Среди видов насилия наиболее табуированной является тема изнасилования, и в большинстве своем об этом писали свидетели, а не жертвы. До сих пор существующая традиция обвинения женщины в провокационном поведении, осуждение и непонимание жертв изнасилования заставляли женщин не писать и не говорить об этом. Самые страшные избиения, отправка в ледяной штрафной изолятор по сути своей не были такими унизительными, как изнасилование. Тема физического насилия связана и с повторным переживанием травмы, и с полным и абсолютным признанием положения жертвы. Неудивительно, что многие женщины старались стереть из памяти и свои переживания, и сами события.
Угроза изнасилования была неотъемлемой частью жизни заключенных женщин. Эта угроза возникала на каждом шагу, начиная с ареста и следствия. Мария Бурак (р. 1923), арестованная и осужденная в 1948 г. за попытку уехать на родину, в Румынию, вспоминает: «Во время допросов применяли недозволенные приемы, били, требовали, чтобы я в чем-то призналась. Я плохо понимала язык и что они от меня хотят, и когда им не удавалось заполучить мое признание о помыслах бежать в Румынию, то даже насиловали меня».[495]
Такие признания встречаются нечасто. О том, что испытала Ариадна Эфрон во время следствия, известно только из ее заявлений, сохранившихся в ее деле.[496] Но вся ли правда указана в заявлениях? Заявление заключенного — это чаше всего слово заключенного против слова администрации. Следы на теле, оставленные побоями, могут будут засвидетельствованы сокамерниками. Заключение в холодный карцер, по крайней мере, может быть записано в деле как свидетельство нарушения тюремно-лагерного режима заключенным. Изнасилование же не оставляет видимых следов. Никто не поверит слову заключенного, кроме того, изнасилование часто и не рассматривается как преступление. Просто происходит языковая подмена: насилие, т. е. «взятие силой», заменяется глаголом «дать». Это отражено в блатной песне:Хоп-гоп, Зоя!
Кому дала стоя?
Начальнику конвоя!
Не выхода из строя!
Поэтому бесполезно жаловаться на изнасилования, совершенные охраной и администрацией. Бесполезно жаловаться на изнасилования, совершенные другими заключенными в лагере.
Для Марии Капнист, отбывшей в заключении 18 лет, лагерь был, по словам дочери, «запретной темой».[497]

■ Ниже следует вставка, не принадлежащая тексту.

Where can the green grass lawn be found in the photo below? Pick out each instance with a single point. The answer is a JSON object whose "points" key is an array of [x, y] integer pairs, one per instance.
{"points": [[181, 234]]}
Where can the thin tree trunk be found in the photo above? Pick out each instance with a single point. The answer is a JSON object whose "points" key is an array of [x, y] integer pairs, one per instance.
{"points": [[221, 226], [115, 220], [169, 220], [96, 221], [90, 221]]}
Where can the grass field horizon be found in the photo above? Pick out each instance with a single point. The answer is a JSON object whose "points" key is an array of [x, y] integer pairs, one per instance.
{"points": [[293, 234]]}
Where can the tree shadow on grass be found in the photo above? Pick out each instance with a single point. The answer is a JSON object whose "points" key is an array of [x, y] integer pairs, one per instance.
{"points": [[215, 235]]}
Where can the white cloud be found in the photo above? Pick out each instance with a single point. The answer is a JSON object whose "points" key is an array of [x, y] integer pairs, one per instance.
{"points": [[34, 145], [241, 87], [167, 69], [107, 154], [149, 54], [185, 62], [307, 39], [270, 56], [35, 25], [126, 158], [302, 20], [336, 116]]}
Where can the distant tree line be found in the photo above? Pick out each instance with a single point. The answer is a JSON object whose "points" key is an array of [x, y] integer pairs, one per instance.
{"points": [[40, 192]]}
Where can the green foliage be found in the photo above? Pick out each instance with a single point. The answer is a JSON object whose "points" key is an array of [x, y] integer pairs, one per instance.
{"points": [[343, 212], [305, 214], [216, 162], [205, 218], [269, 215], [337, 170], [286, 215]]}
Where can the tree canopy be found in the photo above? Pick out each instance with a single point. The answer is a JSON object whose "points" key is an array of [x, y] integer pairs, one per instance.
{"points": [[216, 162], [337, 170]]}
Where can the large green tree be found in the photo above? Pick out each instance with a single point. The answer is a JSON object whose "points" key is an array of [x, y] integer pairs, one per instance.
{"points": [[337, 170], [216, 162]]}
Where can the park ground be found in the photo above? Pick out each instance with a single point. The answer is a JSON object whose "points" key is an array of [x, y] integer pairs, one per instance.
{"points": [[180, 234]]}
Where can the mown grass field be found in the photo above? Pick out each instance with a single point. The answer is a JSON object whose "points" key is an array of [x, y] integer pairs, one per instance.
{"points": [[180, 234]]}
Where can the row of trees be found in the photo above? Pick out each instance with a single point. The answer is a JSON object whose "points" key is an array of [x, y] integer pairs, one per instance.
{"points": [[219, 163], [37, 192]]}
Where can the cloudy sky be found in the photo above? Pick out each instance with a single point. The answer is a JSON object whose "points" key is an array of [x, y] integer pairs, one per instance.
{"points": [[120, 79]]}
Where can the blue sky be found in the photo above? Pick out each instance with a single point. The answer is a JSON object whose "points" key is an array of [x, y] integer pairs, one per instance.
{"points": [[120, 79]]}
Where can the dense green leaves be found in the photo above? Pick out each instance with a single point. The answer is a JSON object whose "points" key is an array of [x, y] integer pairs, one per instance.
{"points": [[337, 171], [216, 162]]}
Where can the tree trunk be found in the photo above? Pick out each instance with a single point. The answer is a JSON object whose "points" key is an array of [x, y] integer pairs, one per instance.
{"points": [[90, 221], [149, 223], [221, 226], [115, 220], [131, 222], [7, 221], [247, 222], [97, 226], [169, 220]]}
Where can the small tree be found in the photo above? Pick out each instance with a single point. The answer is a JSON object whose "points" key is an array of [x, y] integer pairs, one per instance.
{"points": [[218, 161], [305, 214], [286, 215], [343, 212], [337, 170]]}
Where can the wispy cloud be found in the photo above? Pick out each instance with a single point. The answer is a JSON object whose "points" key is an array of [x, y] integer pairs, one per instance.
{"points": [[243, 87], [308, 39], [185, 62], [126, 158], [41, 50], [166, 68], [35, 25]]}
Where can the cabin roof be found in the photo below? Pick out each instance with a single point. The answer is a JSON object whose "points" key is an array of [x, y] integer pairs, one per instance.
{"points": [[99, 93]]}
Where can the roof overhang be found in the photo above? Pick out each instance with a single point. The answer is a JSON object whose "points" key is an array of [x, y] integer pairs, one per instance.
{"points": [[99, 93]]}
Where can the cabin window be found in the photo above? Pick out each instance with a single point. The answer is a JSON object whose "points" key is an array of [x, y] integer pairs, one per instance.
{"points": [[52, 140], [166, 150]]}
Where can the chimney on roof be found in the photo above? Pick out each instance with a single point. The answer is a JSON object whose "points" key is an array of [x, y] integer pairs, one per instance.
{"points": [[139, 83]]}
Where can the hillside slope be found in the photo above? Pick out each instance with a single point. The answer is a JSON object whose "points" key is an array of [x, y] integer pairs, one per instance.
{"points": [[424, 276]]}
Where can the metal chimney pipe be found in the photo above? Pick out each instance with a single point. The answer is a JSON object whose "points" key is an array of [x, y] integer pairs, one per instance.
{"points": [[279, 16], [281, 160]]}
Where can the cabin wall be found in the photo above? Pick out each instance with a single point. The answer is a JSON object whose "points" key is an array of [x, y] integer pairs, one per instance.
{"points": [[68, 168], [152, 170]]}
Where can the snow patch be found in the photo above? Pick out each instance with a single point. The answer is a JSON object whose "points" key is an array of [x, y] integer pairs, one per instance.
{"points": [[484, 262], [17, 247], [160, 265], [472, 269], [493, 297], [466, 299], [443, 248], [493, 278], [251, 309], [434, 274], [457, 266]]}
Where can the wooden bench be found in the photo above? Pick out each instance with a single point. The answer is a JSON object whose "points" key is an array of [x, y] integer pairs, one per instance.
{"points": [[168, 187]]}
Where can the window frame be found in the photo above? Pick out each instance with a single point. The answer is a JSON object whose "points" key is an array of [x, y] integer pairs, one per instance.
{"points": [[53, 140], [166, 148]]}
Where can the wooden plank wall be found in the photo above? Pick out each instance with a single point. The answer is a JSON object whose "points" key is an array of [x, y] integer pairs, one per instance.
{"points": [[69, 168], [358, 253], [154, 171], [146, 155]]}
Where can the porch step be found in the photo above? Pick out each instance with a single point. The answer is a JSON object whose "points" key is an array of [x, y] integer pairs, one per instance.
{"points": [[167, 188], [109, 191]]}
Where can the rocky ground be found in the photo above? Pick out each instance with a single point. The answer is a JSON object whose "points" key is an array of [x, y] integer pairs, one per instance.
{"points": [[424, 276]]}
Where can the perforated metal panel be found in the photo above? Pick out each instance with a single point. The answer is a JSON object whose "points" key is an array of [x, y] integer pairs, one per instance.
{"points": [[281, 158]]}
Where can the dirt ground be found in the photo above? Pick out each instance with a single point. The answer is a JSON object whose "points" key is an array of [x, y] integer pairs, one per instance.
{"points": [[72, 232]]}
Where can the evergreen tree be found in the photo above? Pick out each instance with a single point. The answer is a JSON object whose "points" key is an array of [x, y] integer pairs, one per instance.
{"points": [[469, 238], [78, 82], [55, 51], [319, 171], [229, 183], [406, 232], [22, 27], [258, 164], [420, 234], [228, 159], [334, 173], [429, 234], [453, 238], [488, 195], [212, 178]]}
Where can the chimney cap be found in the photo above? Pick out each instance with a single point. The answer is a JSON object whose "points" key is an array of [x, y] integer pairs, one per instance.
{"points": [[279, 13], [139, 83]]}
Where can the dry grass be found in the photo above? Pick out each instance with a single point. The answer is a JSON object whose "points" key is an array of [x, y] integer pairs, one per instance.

Она очень скупо и неохотно рассказывала о пережитом, и только по обрывкам воспоминаний, которые запомнили окружавшие ее друзья, можно восстановить детали. Однажды она отбилась от попытки начальника изнасиловать ее и с тех нор мазала лицо сажей, которая на годы въедалась в кожу.[498] Принуждение к сожительству было нормой, а за отказ женщину могли послать либо в барак к уголовникам, либо на самые тяжелые работы. Елене Марковой, отказавшейся от сожительства с начальником учетно-распределительной части одного из Воркутинских лагерей, было сказано: «Ты — хуже рабыни! Полное ничтожество! Что хочу, то и сделаю с тобой!»[499] Ее сразу же отправили на переноску бревен, самую тяжелую физическую работу в шахте. Эта работа была под силу только самым сильным мужчинам.Надежду Капель, по воспоминаниям Марии Белкиной, насиловал не сам следователь, а один из охранников, которого вызывали для физических пыток.[500]
И если в камере или бараке женщины могли делиться пережитым, то при выходе на волю тема табуировалась. Даже в ГУЛАГе изнасилование не стало коллективным опытом. Унижение, стыд и боязнь общественного осуждения и непонимания были личной трагедией и заставляли прибегать к защитному механизму отрицания.Групповое изнасилование гоже имеет свою лагерную терминологию: «попасть под трамвай» — значит стать жертвой группового изнасилования. Елена Глинка описывает групповое изнасилование в автобиографических рассказах «Колымский трамвай средней тяжести»[501]
и «Трюм».[502] В «Колымском трамвае» нет авторского «я». Одна из героинь повествования — ленинградская студентка — избежала группового изнасилования, но се «на все два дня <...> выбрал парторг шахты <...> Из уважения к нему никто больше не притрагивался к студентке, а сам парторг даже сделал ей подарок — новую расческу, дефицитнейшую вещь в лагере. Студентке не пришлось ни кричать, ни отбиваться, ни вырываться, как другим, — она была благодарна Богу, что досталась одному».[503]В данном случае рассказ «от третьего лица» делает возможным само свидетельство о преступлении.